Posted by: Joshua Green on November 1, 2011
For a guy who spent yesterday awkwardly ducking and revising his story about two alleged incidents of sexual harassment that took place while he was head of the National Restaurant Association, Herman Cain doesn’t look to be in such bad shape. Much of the conservative media sphere (Rush Limbaugh, etc.) instinctively leapt to his defense. His campaign manager claimed this morning that donations hit a record level yesterday. And the Des Moines Register, which had just released a new poll showing Cain leading in Iowa, re-polled some of its respondents and found that none intended to abandon Cain over the allegations.
Instinctively, I’m skeptical of the notion that a scandal can ever help a candidate, as a number of defiant Cain supporters have suggested this one might. But I am willing to believe that the media has less authority in the minds of many voters — especially conservatives — than it once did, and that therefore a scandal like this one might not register with anything like the force it would have in the past. I can also envision a scenario in which Cain will now thrive, especially in Iowa.

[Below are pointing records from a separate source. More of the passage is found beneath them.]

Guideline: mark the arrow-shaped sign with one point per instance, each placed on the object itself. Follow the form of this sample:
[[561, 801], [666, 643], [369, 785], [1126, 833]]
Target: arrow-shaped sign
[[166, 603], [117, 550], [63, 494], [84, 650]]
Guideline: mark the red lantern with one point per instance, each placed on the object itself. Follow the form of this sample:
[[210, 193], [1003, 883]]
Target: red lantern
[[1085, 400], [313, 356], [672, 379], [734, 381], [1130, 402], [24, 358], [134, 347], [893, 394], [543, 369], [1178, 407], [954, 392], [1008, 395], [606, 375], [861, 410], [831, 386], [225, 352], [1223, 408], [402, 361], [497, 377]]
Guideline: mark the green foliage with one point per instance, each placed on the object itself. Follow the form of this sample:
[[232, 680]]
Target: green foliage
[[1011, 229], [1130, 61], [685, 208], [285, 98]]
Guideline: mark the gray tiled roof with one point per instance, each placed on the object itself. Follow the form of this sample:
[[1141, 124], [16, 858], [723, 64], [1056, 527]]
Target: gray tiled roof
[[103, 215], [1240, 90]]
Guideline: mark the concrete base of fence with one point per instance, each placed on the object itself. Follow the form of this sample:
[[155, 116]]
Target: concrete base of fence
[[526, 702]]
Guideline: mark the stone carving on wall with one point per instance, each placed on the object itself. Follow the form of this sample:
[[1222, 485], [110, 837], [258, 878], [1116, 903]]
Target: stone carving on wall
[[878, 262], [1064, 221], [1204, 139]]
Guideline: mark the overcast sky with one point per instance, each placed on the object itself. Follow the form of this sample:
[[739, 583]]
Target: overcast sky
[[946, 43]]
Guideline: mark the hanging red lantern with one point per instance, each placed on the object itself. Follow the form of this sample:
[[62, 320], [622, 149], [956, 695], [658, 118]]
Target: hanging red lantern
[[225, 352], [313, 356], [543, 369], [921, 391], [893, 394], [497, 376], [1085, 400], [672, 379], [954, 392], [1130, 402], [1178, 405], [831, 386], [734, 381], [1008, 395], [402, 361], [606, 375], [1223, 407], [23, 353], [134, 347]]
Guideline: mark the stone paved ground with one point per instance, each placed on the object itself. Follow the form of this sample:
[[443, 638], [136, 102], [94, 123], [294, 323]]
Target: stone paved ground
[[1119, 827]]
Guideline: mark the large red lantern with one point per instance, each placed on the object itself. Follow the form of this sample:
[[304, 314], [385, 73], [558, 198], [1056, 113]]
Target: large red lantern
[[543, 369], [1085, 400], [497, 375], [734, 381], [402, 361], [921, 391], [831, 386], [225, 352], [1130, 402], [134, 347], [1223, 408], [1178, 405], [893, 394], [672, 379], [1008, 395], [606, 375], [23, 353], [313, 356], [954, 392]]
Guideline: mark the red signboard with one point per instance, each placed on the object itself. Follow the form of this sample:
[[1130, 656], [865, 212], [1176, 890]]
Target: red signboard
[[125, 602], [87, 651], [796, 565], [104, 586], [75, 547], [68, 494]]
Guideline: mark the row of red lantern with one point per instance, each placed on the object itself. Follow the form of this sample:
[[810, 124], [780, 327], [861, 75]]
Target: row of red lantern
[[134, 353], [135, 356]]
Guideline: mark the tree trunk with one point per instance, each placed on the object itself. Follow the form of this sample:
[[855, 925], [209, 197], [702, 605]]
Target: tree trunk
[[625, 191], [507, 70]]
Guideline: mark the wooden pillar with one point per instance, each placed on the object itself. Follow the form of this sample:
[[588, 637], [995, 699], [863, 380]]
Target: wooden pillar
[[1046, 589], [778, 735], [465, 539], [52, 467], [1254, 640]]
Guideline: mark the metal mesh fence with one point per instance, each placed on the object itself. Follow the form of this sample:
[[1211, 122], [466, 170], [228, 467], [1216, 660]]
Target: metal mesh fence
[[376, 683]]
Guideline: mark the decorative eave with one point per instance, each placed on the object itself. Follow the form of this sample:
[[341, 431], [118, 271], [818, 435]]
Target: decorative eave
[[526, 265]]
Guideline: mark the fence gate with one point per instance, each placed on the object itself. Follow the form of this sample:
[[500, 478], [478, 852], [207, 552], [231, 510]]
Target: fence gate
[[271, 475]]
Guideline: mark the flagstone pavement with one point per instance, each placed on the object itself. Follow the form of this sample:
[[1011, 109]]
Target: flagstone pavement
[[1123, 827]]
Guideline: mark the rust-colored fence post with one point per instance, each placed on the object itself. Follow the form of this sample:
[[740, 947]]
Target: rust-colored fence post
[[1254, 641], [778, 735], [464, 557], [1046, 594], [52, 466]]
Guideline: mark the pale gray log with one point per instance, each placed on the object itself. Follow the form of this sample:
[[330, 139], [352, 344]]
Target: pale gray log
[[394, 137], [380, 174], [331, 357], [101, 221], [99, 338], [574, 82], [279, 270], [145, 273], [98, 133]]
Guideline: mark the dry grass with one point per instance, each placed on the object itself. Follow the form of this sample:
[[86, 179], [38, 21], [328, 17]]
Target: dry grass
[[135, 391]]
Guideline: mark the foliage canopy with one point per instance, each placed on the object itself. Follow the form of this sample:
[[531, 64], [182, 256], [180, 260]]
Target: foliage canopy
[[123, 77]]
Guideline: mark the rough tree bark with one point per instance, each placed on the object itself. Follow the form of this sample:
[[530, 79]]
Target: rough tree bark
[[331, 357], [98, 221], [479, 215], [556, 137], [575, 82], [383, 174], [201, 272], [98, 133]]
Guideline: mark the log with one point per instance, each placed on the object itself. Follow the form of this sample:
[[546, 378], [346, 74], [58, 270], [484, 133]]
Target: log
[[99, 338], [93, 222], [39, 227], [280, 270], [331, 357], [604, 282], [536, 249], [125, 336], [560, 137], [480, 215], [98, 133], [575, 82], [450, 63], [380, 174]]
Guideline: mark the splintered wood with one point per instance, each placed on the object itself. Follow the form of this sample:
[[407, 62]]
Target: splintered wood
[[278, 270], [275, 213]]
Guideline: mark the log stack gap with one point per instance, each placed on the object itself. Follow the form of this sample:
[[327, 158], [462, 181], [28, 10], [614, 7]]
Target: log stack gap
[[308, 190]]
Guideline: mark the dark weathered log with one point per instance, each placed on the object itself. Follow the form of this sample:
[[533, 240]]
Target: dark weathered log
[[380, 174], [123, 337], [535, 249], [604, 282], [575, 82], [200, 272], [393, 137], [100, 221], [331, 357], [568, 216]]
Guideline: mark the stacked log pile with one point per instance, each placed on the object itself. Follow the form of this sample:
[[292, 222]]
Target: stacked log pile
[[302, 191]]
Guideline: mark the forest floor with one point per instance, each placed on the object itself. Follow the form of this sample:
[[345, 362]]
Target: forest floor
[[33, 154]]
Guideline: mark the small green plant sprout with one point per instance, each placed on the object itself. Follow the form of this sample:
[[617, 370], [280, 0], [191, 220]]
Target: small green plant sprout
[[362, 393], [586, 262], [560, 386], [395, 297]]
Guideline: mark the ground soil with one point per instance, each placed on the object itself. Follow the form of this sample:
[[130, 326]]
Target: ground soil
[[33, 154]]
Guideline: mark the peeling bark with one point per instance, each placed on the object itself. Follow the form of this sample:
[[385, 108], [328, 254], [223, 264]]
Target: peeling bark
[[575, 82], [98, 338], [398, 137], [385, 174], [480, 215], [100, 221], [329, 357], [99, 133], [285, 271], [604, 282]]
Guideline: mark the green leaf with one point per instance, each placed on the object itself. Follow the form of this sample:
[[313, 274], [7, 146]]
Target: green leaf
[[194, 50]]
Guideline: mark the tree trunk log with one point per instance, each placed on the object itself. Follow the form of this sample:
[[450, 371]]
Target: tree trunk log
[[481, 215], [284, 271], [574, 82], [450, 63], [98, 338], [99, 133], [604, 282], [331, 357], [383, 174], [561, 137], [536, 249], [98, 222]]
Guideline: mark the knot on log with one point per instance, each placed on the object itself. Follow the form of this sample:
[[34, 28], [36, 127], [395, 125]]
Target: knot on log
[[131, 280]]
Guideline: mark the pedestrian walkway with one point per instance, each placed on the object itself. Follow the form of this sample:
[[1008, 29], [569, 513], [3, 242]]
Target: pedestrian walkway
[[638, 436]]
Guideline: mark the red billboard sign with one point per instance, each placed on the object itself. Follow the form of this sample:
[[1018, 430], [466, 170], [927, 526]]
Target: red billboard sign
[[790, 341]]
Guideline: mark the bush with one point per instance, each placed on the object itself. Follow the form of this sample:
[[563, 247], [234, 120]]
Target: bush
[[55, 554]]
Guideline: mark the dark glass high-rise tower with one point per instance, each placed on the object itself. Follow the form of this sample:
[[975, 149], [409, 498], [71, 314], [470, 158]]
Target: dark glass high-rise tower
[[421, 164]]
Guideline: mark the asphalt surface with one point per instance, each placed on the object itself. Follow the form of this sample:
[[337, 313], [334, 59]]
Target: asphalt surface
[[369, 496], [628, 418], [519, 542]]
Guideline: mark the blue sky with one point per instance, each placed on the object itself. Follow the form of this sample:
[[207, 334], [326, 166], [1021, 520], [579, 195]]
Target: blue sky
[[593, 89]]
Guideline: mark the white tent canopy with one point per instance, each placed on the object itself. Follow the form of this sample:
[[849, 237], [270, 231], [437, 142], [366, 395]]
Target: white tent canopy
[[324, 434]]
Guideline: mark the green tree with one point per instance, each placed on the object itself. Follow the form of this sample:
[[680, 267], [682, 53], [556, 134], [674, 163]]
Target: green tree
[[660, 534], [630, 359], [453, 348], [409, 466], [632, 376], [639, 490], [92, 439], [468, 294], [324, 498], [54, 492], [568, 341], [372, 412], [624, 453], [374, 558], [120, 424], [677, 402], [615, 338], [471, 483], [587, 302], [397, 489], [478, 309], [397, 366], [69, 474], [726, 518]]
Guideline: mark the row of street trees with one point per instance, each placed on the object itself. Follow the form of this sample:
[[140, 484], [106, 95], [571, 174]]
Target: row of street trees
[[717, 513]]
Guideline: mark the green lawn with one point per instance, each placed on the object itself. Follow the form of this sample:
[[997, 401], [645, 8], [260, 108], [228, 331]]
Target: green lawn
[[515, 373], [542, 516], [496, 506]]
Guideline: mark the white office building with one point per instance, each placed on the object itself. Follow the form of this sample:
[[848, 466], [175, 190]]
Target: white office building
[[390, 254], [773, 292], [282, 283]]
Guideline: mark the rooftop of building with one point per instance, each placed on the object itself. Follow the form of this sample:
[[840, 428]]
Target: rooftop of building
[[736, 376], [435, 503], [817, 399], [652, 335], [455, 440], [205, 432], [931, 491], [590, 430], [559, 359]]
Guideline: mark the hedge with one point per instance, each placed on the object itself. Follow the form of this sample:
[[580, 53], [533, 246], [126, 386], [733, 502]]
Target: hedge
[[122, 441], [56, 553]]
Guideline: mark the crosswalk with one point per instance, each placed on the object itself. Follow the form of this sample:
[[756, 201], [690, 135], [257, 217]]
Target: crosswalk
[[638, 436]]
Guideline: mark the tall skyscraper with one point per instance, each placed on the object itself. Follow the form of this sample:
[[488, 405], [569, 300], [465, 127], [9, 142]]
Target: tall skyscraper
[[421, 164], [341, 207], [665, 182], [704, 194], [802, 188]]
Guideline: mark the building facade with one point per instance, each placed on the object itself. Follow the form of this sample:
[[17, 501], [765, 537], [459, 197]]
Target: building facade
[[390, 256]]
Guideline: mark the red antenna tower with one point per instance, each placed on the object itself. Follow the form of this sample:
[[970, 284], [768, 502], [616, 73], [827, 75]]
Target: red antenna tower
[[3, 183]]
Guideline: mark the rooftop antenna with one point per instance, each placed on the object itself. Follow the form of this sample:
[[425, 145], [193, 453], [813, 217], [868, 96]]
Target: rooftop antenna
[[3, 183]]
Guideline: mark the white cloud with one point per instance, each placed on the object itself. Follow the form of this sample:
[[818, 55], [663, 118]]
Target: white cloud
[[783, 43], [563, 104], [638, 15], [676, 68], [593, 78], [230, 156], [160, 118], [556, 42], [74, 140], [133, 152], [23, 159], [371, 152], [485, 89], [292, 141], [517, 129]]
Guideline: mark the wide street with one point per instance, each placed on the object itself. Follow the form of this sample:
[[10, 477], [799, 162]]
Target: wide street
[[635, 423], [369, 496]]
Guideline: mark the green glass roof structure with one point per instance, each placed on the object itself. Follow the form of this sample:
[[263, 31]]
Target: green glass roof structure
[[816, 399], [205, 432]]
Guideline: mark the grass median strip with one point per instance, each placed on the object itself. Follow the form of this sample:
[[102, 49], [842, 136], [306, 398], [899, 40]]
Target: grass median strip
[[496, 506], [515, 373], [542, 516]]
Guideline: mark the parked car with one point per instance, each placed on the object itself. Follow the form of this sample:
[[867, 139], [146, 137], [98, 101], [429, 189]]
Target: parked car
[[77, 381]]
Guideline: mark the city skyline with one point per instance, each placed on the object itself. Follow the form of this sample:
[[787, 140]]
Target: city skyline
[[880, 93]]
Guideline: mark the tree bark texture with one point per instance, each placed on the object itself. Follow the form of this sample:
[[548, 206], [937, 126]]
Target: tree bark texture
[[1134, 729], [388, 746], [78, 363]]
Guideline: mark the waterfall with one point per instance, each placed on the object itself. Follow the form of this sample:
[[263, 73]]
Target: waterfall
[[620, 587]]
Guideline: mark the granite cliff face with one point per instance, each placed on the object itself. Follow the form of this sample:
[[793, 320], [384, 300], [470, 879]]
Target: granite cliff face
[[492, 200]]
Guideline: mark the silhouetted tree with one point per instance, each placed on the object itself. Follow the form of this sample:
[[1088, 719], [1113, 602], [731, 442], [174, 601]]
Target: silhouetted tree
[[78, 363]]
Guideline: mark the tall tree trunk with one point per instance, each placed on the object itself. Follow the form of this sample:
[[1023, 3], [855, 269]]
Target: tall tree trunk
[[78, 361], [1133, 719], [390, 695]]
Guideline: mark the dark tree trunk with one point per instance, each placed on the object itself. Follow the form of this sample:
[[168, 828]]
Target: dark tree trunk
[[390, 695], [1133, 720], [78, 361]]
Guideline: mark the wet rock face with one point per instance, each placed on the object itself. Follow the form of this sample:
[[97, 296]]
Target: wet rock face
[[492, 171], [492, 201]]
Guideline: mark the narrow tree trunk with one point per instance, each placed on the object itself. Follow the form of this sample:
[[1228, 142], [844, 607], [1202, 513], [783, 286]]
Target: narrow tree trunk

This scenario doesn’t owe entirely to the scandal, although it does depend upon Cain’s emerging from it more or less intact. Here it is: Cain leads Romney by a single point in the Register poll, with Rick Perry tied for fifth. But Perry has $15 million to spend, intends to go after Romney with a vengeance, and has doubled down on winning Iowa. Perry’s attacks are bound to have an effect, but that doesn’t mean that Perry will automatically gain support. (Negative ads often hurt the target and the perpetrator — one reason why, as Slate’s John Dickerson points out, Perry is running positive ones.) If Romney drops but Perry doesn’t rise, or doesn’t rise much, it stands to reason that Cain would be the major beneficiary since, according to Gallup, he has had the highest “positive intensity score” of any of the candidates for much of the year — that is, people like him. Here’s a chart comparing his positive intensity score to Perry’s:

So you can see why Cain might benefit. If he does become the prime beneficiary of Perry’s attacks, and Romney the victim, that would leave Cain alone atop the Iowa field — which means he’d be in even better shape than he is today. That’s not what’s supposed to happen when a politician gets caught up in a scandal. But it would surprise me much if that were the outcome here.